IGD RSUD Karawang dirancang dengan konsep pelayanan yang lebih modern, representatif, dan fungsional guna menjawab kebutuhan masyarakat akan layanan kesehatan yang cepat, tepat, dan profesional. Pembangunan ini juga diharapkan dapat memperkuat peran RSUD Karawang sebagai rumah sakit rujukan di wilayah Karawang dan sekitarnya.
Bupati Karawang, H. Aep Syaepuloh, mengatakan pembangunan IGD merupakan salah satu prioritas Pemkab Karawang dalam memperkuat pelayanan publik di sektor kesehatan. Menurutnya, fasilitas yang disiapkan telah disesuaikan dengan standar pelayanan kegawatdaruratan, termasuk layanan khusus bagi bayi.
“Alhamdulillah, progres pembangunan IGD RSUD Karawang sudah hampir selesai. Dari total 30 ruang yang disiapkan, lima ruang dikhususkan untuk penanganan gawat darurat bayi. Ini merupakan bagian dari komitmen kami untuk menghadirkan layanan kesehatan yang lebih baik dan merata bagi masyarakat,” ujar Aep.

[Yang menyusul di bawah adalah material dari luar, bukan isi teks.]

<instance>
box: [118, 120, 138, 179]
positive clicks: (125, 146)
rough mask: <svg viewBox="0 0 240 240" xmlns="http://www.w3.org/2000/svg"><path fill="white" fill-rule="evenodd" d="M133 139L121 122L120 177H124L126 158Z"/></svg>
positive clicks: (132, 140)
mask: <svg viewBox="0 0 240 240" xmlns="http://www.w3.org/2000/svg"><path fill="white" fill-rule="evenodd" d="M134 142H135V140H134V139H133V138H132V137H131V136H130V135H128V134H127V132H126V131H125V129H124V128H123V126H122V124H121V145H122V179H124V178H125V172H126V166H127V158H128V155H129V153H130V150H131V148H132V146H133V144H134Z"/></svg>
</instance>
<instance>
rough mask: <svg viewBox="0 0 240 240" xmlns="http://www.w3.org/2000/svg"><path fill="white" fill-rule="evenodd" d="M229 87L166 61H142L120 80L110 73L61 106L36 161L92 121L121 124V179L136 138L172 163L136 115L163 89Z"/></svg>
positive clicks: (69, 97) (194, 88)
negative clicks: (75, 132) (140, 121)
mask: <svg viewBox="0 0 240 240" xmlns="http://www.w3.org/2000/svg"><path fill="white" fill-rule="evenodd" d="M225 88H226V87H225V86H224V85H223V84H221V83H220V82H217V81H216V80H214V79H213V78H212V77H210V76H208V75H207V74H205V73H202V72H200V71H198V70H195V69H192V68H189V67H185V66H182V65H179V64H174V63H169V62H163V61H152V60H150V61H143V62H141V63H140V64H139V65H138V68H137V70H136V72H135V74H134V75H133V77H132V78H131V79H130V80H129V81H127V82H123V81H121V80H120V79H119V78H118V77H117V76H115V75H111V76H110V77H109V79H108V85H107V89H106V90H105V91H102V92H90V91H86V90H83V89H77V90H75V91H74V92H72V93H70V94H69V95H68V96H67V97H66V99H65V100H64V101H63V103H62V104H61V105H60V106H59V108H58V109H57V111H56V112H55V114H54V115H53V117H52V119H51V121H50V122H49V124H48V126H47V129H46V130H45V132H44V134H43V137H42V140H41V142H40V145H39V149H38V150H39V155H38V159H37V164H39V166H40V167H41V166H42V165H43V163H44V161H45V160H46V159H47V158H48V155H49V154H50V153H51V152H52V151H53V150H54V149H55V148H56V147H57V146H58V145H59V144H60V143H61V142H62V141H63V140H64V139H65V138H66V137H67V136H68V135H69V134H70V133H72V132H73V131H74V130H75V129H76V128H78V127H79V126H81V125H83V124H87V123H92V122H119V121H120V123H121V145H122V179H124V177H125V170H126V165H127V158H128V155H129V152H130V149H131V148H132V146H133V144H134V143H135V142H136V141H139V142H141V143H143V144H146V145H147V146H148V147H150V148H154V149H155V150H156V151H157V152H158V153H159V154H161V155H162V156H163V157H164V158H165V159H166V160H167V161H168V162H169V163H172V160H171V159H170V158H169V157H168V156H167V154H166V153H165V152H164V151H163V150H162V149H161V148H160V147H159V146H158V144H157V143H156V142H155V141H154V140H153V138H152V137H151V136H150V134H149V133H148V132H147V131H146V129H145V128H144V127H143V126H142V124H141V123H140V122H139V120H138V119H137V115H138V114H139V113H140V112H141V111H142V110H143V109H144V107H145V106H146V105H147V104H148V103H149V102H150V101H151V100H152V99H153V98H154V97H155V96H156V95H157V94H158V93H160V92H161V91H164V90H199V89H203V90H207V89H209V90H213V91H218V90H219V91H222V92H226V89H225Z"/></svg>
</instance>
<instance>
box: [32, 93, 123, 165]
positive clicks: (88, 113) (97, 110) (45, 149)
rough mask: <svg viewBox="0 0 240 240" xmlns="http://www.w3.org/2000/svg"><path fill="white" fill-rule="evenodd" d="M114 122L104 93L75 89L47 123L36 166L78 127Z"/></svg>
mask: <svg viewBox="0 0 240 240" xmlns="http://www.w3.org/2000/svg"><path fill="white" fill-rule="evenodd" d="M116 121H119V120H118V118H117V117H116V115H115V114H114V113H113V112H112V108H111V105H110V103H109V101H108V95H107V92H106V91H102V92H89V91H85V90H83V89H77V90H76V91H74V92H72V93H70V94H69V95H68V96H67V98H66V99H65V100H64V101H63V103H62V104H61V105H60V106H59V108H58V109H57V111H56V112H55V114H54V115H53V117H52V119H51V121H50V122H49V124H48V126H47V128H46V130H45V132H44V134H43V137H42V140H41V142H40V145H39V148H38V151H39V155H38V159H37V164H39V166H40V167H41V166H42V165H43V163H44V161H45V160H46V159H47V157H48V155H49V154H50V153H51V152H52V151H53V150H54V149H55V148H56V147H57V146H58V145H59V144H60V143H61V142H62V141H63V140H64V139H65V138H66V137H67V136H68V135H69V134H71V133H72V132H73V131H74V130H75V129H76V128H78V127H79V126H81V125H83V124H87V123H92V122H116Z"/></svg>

Ia menambahkan, pembangunan dan penyempurnaan RSUD Karawang secara keseluruhan dilakukan secara bertahap dan terukur. Pemkab Karawang menargetkan seluruh proses penyempurnaan dapat diselesaikan pada 2027, dengan tetap memperhatikan kemampuan keuangan daerah serta perencanaan yang matang.
“Fokus kami bukan hanya pada pembangunan fisik, tetapi juga pada kualitas dan fungsionalitas layanan. Tahun 2026 akan dimaksimalkan untuk tahap penyempurnaan, dan insya Allah pada 2027 seluruh pembangunan bisa tuntas,” katanya.

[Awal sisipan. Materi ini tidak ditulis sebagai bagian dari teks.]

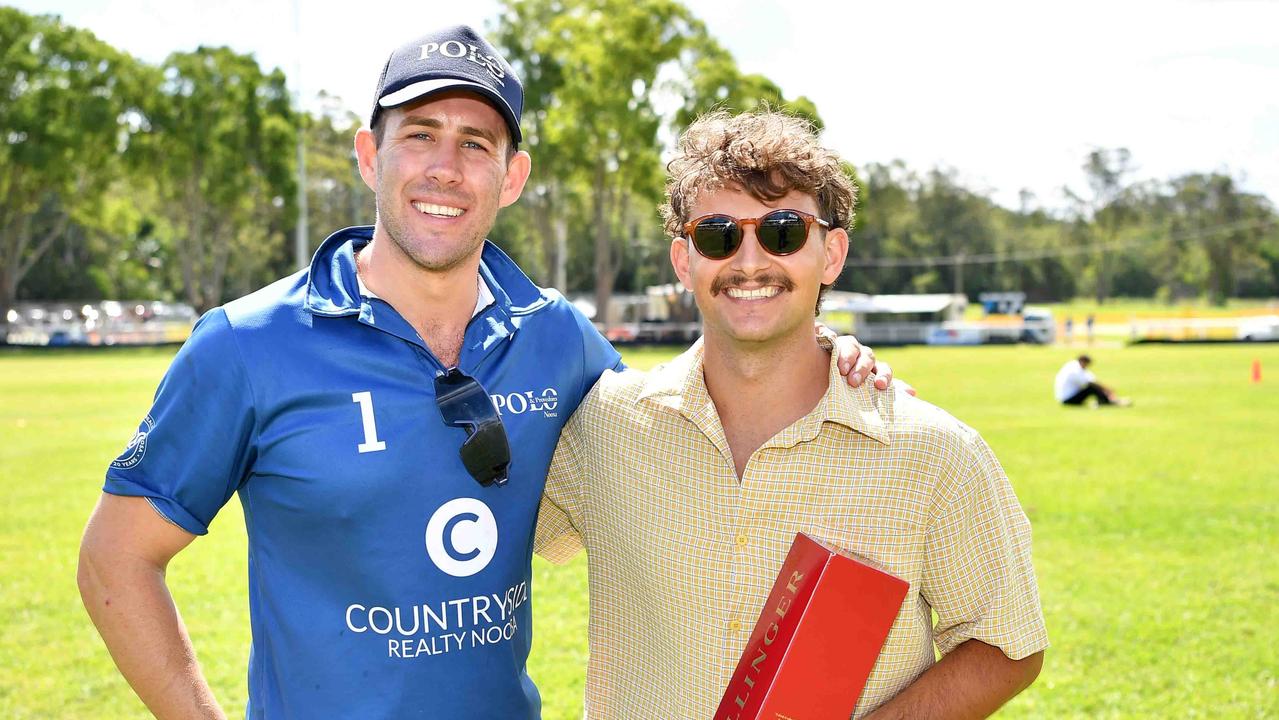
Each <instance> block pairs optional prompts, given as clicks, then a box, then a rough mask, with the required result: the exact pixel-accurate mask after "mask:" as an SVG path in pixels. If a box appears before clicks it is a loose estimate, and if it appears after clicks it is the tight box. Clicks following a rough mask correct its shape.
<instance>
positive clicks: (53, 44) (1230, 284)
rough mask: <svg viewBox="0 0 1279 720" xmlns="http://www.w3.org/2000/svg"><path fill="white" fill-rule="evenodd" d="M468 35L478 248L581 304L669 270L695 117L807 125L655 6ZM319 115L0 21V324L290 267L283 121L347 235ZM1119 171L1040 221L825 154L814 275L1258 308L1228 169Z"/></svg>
mask: <svg viewBox="0 0 1279 720" xmlns="http://www.w3.org/2000/svg"><path fill="white" fill-rule="evenodd" d="M489 35H490V37H491V38H492V40H494V41H495V43H496V45H498V46H500V47H503V50H504V52H505V54H506V55H508V58H509V59H510V61H512V64H513V65H514V67H515V69H517V72H518V73H519V75H521V78H522V79H523V81H524V86H526V105H524V116H523V132H524V138H526V142H524V148H526V150H531V152H532V156H533V174H532V178H531V180H530V183H528V187H527V189H526V191H524V196H523V198H522V200H521V201H519V202H518V203H515V205H514V206H513V207H509V208H506V210H504V211H503V212H501V214H499V219H498V224H496V226H495V228H494V230H492V233H491V237H492V238H494V239H495V240H496V242H499V244H501V246H503V247H504V249H506V252H508V253H510V254H512V256H513V257H514V258H515V260H517V261H518V262H521V265H522V266H524V267H526V269H527V270H528V272H530V274H531V275H532V276H533V278H535V279H536V280H538V281H540V283H542V284H547V285H554V286H556V288H559V289H561V290H573V292H586V290H592V289H593V290H595V293H596V304H597V306H599V307H601V308H604V307H605V306H606V304H608V303H606V301H608V295H610V294H611V293H613V292H618V293H623V292H642V289H643V288H645V286H646V285H651V284H659V283H669V281H673V279H674V278H673V272H671V270H670V267H669V262H668V261H666V249H668V246H669V239H668V238H666V237H665V234H664V230H663V228H661V223H660V219H659V215H657V212H656V207H657V206H659V205H660V202H661V200H663V184H664V179H665V178H664V175H665V174H664V165H663V155H664V152H665V151H668V150H669V148H670V146H671V143H673V142H674V141H675V138H677V137H678V136H679V132H680V130H682V129H683V128H684V127H687V124H688V123H689V121H692V119H693V118H696V116H698V115H700V114H702V113H706V111H709V110H714V109H728V110H729V111H741V110H756V109H760V107H764V106H769V107H776V109H781V110H785V111H789V113H796V114H798V115H802V116H804V118H807V119H810V120H811V121H812V123H813V124H815V125H816V127H819V128H820V127H821V125H822V120H821V118H820V116H819V113H817V109H816V106H815V105H813V104H812V102H811V101H810V100H807V98H804V97H794V98H788V97H787V96H785V93H784V88H781V87H780V86H779V84H778V83H775V82H774V81H771V79H770V78H767V77H764V75H757V74H747V73H743V72H742V70H741V69H739V68H738V67H737V63H735V61H734V59H733V58H732V55H730V54H729V52H728V51H726V50H725V49H724V47H723V46H721V45H720V43H719V41H718V40H716V38H715V37H711V36H710V33H709V31H707V29H706V27H705V24H703V23H702V22H701V20H698V19H697V18H696V17H694V15H693V14H692V13H691V12H689V10H688V9H687V8H686V6H684V5H683V4H682V3H680V1H679V0H628V1H624V0H526V1H515V0H506V1H504V3H503V4H500V14H499V17H498V18H496V20H495V23H494V24H492V27H491V29H490V33H489ZM324 102H326V104H327V105H326V106H325V107H324V109H322V110H320V111H317V113H315V114H311V115H307V116H299V115H298V114H297V113H295V111H293V110H292V109H290V101H289V95H288V92H286V88H285V78H284V74H283V73H280V72H279V70H272V72H266V70H263V69H262V68H260V67H258V64H257V61H256V60H255V59H253V58H251V56H247V55H239V54H237V52H233V51H230V50H228V49H210V47H201V49H197V50H194V51H191V52H177V54H174V55H171V56H170V58H169V59H168V60H166V61H165V63H164V64H161V65H160V67H150V65H146V64H143V63H138V61H136V60H133V59H132V58H129V56H128V55H125V54H123V52H120V51H118V50H115V49H113V47H110V46H107V45H106V43H104V42H101V41H98V40H96V38H95V37H93V36H92V35H91V33H88V32H87V31H83V29H77V28H73V27H69V26H65V24H64V23H61V22H60V20H59V19H56V18H51V17H37V15H28V14H24V13H22V12H19V10H15V9H12V8H0V133H3V137H0V317H3V316H4V309H5V307H4V306H5V304H6V303H9V302H12V301H13V299H15V298H24V299H27V298H29V299H41V298H49V299H52V298H59V299H65V298H86V299H91V298H101V297H118V298H119V297H127V295H134V297H155V298H162V299H185V301H188V302H191V303H193V304H194V306H197V307H200V308H206V307H210V306H212V304H216V303H219V302H224V301H226V299H229V298H231V297H235V295H239V294H243V293H247V292H251V290H253V289H256V288H257V286H261V285H262V284H265V283H269V281H271V280H274V279H275V278H278V276H280V275H283V274H286V272H289V271H292V270H294V267H293V253H292V242H290V239H292V237H293V234H294V229H295V224H297V220H298V219H297V211H298V210H297V207H295V200H297V192H295V188H294V183H295V180H294V164H295V160H297V147H295V142H297V137H298V133H299V129H301V132H302V133H303V134H304V155H306V160H307V165H308V169H310V171H308V187H307V201H308V202H307V205H308V225H310V229H311V238H308V243H310V246H311V247H316V246H317V244H318V242H320V240H321V239H322V238H324V237H326V235H327V234H329V233H331V231H334V230H336V229H339V228H343V226H347V225H353V224H366V223H370V221H371V220H372V217H373V202H372V193H371V192H370V191H368V189H367V188H366V187H365V185H363V183H362V182H361V180H359V178H358V174H357V173H356V170H354V166H353V160H352V153H350V146H352V137H353V134H354V130H356V128H357V127H358V123H359V120H358V119H357V118H356V116H354V115H352V114H349V113H347V111H344V110H340V109H339V107H338V104H336V102H335V101H334V100H333V98H327V100H324ZM1134 162H1136V160H1134V159H1133V157H1132V155H1131V153H1129V152H1128V151H1127V150H1123V148H1118V150H1110V148H1097V150H1094V151H1091V152H1090V153H1088V155H1087V156H1086V157H1085V159H1083V164H1082V168H1083V170H1085V176H1086V183H1087V184H1086V188H1085V189H1083V191H1081V192H1078V193H1076V192H1071V191H1068V197H1071V198H1072V207H1071V208H1069V210H1068V211H1065V212H1064V214H1063V212H1049V211H1045V210H1042V208H1040V207H1037V206H1036V203H1035V198H1033V197H1032V196H1030V193H1023V197H1022V202H1021V207H1018V208H1017V210H1008V208H1004V207H1000V206H998V205H995V203H994V202H993V201H991V200H990V198H989V197H987V196H986V194H984V193H982V192H977V191H973V189H972V188H969V187H966V185H964V184H963V183H962V182H961V180H959V179H958V175H957V173H955V171H954V170H949V169H931V170H917V169H909V168H907V166H904V165H903V164H900V162H890V164H871V165H868V166H866V168H861V169H856V170H854V169H853V168H852V166H848V170H849V174H851V175H852V176H854V178H857V184H858V189H859V201H858V208H857V215H856V216H854V220H856V224H854V228H853V234H852V251H851V267H849V269H848V270H847V271H845V272H844V275H843V278H842V279H840V280H839V283H838V286H839V288H842V289H849V290H861V292H876V293H899V292H954V290H961V292H964V293H967V294H969V295H972V297H976V295H977V294H978V293H981V292H984V290H1024V292H1026V293H1027V294H1028V295H1030V298H1031V299H1033V301H1039V302H1044V301H1059V299H1065V298H1072V297H1074V295H1076V294H1078V293H1087V294H1091V295H1092V297H1094V298H1095V301H1096V302H1105V301H1108V299H1110V298H1114V297H1155V298H1159V299H1161V301H1166V302H1175V301H1178V299H1181V298H1196V297H1201V295H1206V297H1209V298H1211V299H1212V301H1214V302H1216V303H1220V302H1224V301H1225V299H1227V298H1230V297H1276V295H1279V217H1276V214H1275V207H1274V205H1273V203H1271V202H1270V201H1267V200H1266V198H1264V197H1260V196H1255V194H1250V193H1246V192H1243V191H1241V189H1239V187H1238V183H1237V182H1236V179H1234V178H1233V176H1232V175H1229V174H1228V173H1209V174H1197V173H1196V174H1188V175H1184V176H1181V178H1173V179H1169V180H1166V182H1155V180H1147V182H1141V183H1133V182H1132V176H1133V168H1134ZM885 261H891V262H893V265H888V266H885ZM872 263H877V265H872Z"/></svg>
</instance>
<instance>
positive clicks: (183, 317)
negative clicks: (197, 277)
mask: <svg viewBox="0 0 1279 720" xmlns="http://www.w3.org/2000/svg"><path fill="white" fill-rule="evenodd" d="M196 317H197V316H196V311H194V308H192V307H191V306H189V304H185V303H168V302H161V301H91V302H70V301H63V302H24V303H18V304H17V306H14V307H13V308H10V309H9V312H8V316H6V318H5V320H6V321H8V327H6V334H5V338H4V341H5V343H6V344H9V345H28V347H50V348H56V347H75V345H164V344H170V343H182V341H184V340H185V339H187V338H189V336H191V329H192V326H193V325H194V324H196Z"/></svg>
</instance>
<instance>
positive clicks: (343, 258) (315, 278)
mask: <svg viewBox="0 0 1279 720" xmlns="http://www.w3.org/2000/svg"><path fill="white" fill-rule="evenodd" d="M372 239H373V228H372V225H361V226H356V228H347V229H343V230H338V231H336V233H334V234H331V235H329V238H326V239H325V242H324V243H321V244H320V248H318V249H316V253H315V257H312V260H311V272H310V278H308V281H307V303H306V308H307V311H310V312H312V313H316V315H327V316H339V315H359V312H361V306H362V295H361V288H359V276H358V274H357V272H356V252H357V251H358V249H359V248H362V247H365V246H367V244H368V243H370V242H371V240H372ZM480 281H481V285H482V288H487V290H489V294H490V295H491V301H492V302H491V303H486V304H485V306H483V307H481V308H480V309H481V311H483V309H486V308H489V307H490V306H494V311H495V312H496V313H498V315H499V316H501V317H500V318H499V320H501V321H504V320H505V318H508V317H510V316H522V315H528V313H530V312H533V311H536V309H537V308H540V307H542V306H544V304H546V303H547V302H550V299H549V298H547V295H546V294H545V293H544V292H542V289H541V288H538V286H537V285H536V284H533V281H532V280H530V279H528V276H527V275H524V272H523V271H522V270H519V267H518V266H517V265H515V263H514V262H513V261H512V260H510V258H509V257H506V253H504V252H501V249H500V248H498V246H495V244H492V243H491V242H489V240H485V244H483V252H482V254H481V256H480ZM482 292H483V290H481V293H482Z"/></svg>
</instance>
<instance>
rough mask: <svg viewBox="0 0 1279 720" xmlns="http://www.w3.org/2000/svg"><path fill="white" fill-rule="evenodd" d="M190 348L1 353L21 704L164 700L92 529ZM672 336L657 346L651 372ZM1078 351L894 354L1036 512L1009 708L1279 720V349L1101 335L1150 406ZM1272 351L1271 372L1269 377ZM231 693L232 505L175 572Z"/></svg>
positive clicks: (4, 663)
mask: <svg viewBox="0 0 1279 720" xmlns="http://www.w3.org/2000/svg"><path fill="white" fill-rule="evenodd" d="M171 353H173V350H107V352H5V353H0V478H3V482H4V491H5V501H4V504H3V505H0V560H3V561H0V616H3V628H4V630H3V633H0V717H4V719H41V720H43V719H61V717H68V719H82V717H83V719H115V717H146V716H147V715H146V712H145V708H143V707H142V705H141V703H139V702H138V701H137V700H136V698H134V697H133V694H132V692H130V691H129V688H128V687H127V685H125V683H124V682H123V679H120V678H119V675H118V674H116V673H115V670H114V668H113V665H111V661H110V657H109V656H107V653H106V650H105V648H104V647H102V645H101V641H100V639H98V638H97V634H96V633H95V630H93V628H92V627H91V624H90V622H88V618H87V616H86V614H84V611H83V609H82V607H81V604H79V597H78V593H77V591H75V581H74V574H75V573H74V569H75V554H77V545H78V540H79V533H81V529H82V527H83V523H84V519H86V517H87V515H88V512H90V509H91V508H92V505H93V503H95V499H96V497H97V495H98V491H100V483H101V474H102V471H104V468H105V466H106V463H107V462H109V460H110V459H111V458H114V457H115V454H116V453H118V451H119V450H120V448H122V446H123V444H124V442H125V440H127V439H128V437H129V435H130V434H132V432H133V428H134V427H136V426H137V422H138V418H139V417H141V416H142V414H143V413H145V412H146V409H147V405H148V402H150V398H151V393H152V391H153V387H155V384H156V381H157V380H159V377H160V375H161V372H162V371H164V368H165V366H166V363H168V361H169V358H170V357H171ZM669 354H670V352H669V350H636V352H633V353H628V356H627V357H628V361H629V362H631V363H632V364H634V366H638V367H647V366H651V364H652V363H655V362H660V359H661V358H664V357H668V356H669ZM1069 354H1071V353H1069V350H1064V349H1060V348H1040V347H991V348H954V349H938V348H908V349H885V350H883V352H881V353H880V356H881V358H883V359H886V361H889V362H891V363H893V367H894V368H895V371H897V373H898V375H899V376H900V377H903V379H907V380H909V381H911V382H912V384H914V385H916V386H917V387H918V390H920V393H921V394H922V395H923V396H925V398H927V399H929V400H931V402H934V403H936V404H939V405H943V407H945V408H946V409H949V411H952V412H953V413H954V414H955V416H958V417H959V418H962V419H964V421H966V422H968V423H969V425H972V426H975V427H977V428H978V430H980V431H981V432H982V434H984V435H985V436H986V439H987V440H989V441H990V444H991V445H993V446H994V449H995V451H996V453H998V454H999V457H1000V459H1001V460H1003V463H1004V466H1005V468H1007V471H1008V474H1009V476H1010V477H1012V480H1013V483H1014V486H1016V487H1017V491H1018V495H1019V496H1021V500H1022V504H1023V505H1024V508H1026V510H1027V513H1028V515H1030V518H1031V522H1032V523H1033V527H1035V564H1036V568H1037V572H1039V578H1040V591H1041V595H1042V600H1044V610H1045V614H1046V618H1048V625H1049V633H1050V638H1051V642H1053V647H1051V648H1050V650H1049V653H1048V660H1046V664H1045V669H1044V673H1042V675H1041V677H1040V679H1039V682H1037V683H1036V684H1035V685H1033V687H1032V688H1031V689H1030V691H1028V692H1026V693H1024V694H1023V696H1021V697H1018V698H1017V700H1014V701H1013V703H1010V705H1009V706H1008V707H1007V708H1005V711H1004V712H1003V714H1001V716H1003V717H1279V687H1276V678H1279V632H1276V629H1275V628H1276V619H1279V618H1276V611H1275V606H1276V604H1279V564H1276V561H1275V559H1274V556H1273V555H1271V552H1274V551H1275V550H1276V549H1279V345H1257V347H1247V345H1215V347H1206V345H1195V347H1166V345H1157V347H1133V348H1122V349H1118V348H1115V349H1109V348H1099V349H1095V350H1094V352H1092V353H1091V354H1092V356H1094V359H1095V361H1096V364H1095V370H1096V371H1097V373H1099V376H1100V377H1101V379H1102V381H1105V382H1109V384H1113V385H1115V386H1118V387H1119V389H1120V390H1122V391H1124V393H1126V394H1128V395H1131V396H1133V398H1134V399H1136V407H1134V408H1132V409H1124V411H1119V409H1114V411H1088V409H1065V408H1059V407H1055V405H1054V404H1053V402H1051V396H1050V386H1051V379H1053V373H1054V372H1055V371H1056V368H1058V366H1059V364H1060V363H1062V362H1063V361H1064V359H1065V358H1067V357H1069ZM1253 359H1259V361H1261V363H1262V367H1264V372H1265V381H1264V382H1261V384H1252V382H1250V366H1251V362H1252V361H1253ZM535 569H536V574H537V578H536V584H535V615H536V634H535V637H536V647H535V655H533V662H532V669H531V671H532V674H533V678H535V679H536V680H537V682H538V685H540V687H541V689H542V693H544V697H545V701H546V712H545V715H546V717H547V719H559V717H577V716H579V715H581V712H579V698H581V693H582V668H583V662H585V657H586V638H585V632H586V565H585V563H583V561H582V559H581V558H579V559H578V560H577V561H574V563H573V564H570V565H568V567H565V568H554V567H550V565H547V564H546V563H542V561H541V560H537V563H536V568H535ZM169 578H170V586H171V587H173V591H174V595H175V597H177V601H178V605H179V606H180V607H182V610H183V615H184V618H185V620H187V624H188V627H189V629H191V633H192V636H193V638H194V642H196V647H197V650H198V652H200V657H201V661H202V664H203V668H205V670H206V674H207V677H208V679H210V682H211V683H212V685H214V689H215V692H216V694H217V696H219V698H220V700H221V702H223V705H224V707H225V708H226V710H228V711H229V712H230V714H231V716H235V715H239V714H242V712H243V706H244V698H246V685H244V665H246V662H247V655H248V630H247V628H248V620H247V600H246V597H247V591H246V560H244V531H243V523H242V519H240V514H239V512H238V509H235V508H228V509H226V510H224V512H223V514H221V515H220V517H219V519H217V522H215V524H214V528H212V532H211V533H210V535H208V537H205V538H201V540H200V541H197V542H196V544H193V545H192V546H191V547H189V549H188V550H187V551H185V552H183V554H182V555H179V556H178V559H175V560H174V563H173V565H171V568H170V570H169Z"/></svg>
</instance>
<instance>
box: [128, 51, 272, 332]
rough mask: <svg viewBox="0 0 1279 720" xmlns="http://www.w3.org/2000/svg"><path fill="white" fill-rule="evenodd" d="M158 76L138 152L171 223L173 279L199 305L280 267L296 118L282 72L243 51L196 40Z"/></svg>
mask: <svg viewBox="0 0 1279 720" xmlns="http://www.w3.org/2000/svg"><path fill="white" fill-rule="evenodd" d="M161 73H162V77H164V81H162V82H161V84H160V87H159V92H156V93H155V95H153V96H152V102H150V104H148V106H147V119H148V124H150V132H148V133H147V134H146V136H145V137H143V138H142V142H141V145H142V148H141V151H142V152H143V153H145V156H146V164H147V166H148V168H150V169H151V171H152V174H151V180H152V182H153V185H151V187H152V188H153V191H155V193H156V197H157V198H159V207H160V211H161V212H162V214H164V215H165V216H168V217H170V219H173V220H174V228H173V229H174V231H175V238H174V244H175V251H177V254H178V261H179V262H178V265H179V270H180V285H179V286H182V288H183V289H184V299H185V301H187V302H189V303H191V304H193V306H196V308H198V309H201V311H203V309H207V308H210V307H212V306H215V304H219V303H221V302H224V301H226V299H229V298H228V295H230V297H234V295H239V294H243V293H247V292H251V290H253V289H256V288H257V286H261V285H262V284H265V283H267V281H270V280H272V279H275V278H278V276H279V275H280V274H281V270H284V269H285V267H286V262H288V258H286V253H285V248H286V244H288V243H286V242H285V240H284V238H285V237H286V231H288V229H290V228H292V224H293V223H294V217H293V215H294V214H295V207H294V194H295V189H294V176H293V174H294V157H295V152H294V143H295V137H297V119H295V118H294V114H293V111H292V110H290V109H289V93H288V90H286V87H285V81H284V73H281V72H280V70H274V72H271V73H263V72H262V69H261V68H260V67H258V65H257V61H256V60H255V59H253V58H252V56H249V55H240V54H237V52H234V51H231V50H230V49H226V47H200V49H197V50H196V51H193V52H175V54H173V55H170V56H169V59H168V60H166V61H165V63H164V65H162V67H161ZM179 219H180V220H179ZM226 289H230V290H231V292H230V293H228V292H225V290H226Z"/></svg>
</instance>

Dengan hampir rampungnya pembangunan IGD baru, RSUD Karawang diharapkan semakin siap dalam menangani berbagai kondisi darurat medis, mulai dari kasus kecelakaan hingga kondisi kritis lainnya, termasuk pelayanan neonatal. Keberadaan fasilitas ini juga diharapkan mampu mengurangi waktu tunggu pasien serta meningkatkan efektivitas penanganan medis.
Selain pembangunan infrastruktur, Pemkab Karawang juga terus mendorong peningkatan kualitas sumber daya manusia (SDM) tenaga kesehatan melalui pelatihan dan penguatan kompetensi. Pemerintah daerah menegaskan komitmennya untuk memastikan pelayanan di RSUD Karawang berjalan ramah, cepat, dan responsif sesuai dengan standar pelayanan publik.
Dengan penguatan sarana, prasarana, dan SDM kesehatan, Pemkab Karawang berharap RSUD Karawang dapat menjadi institusi layanan kesehatan yang semakin dipercaya masyarakat serta mampu memberikan pelayanan yang optimal dan berkelanjutan.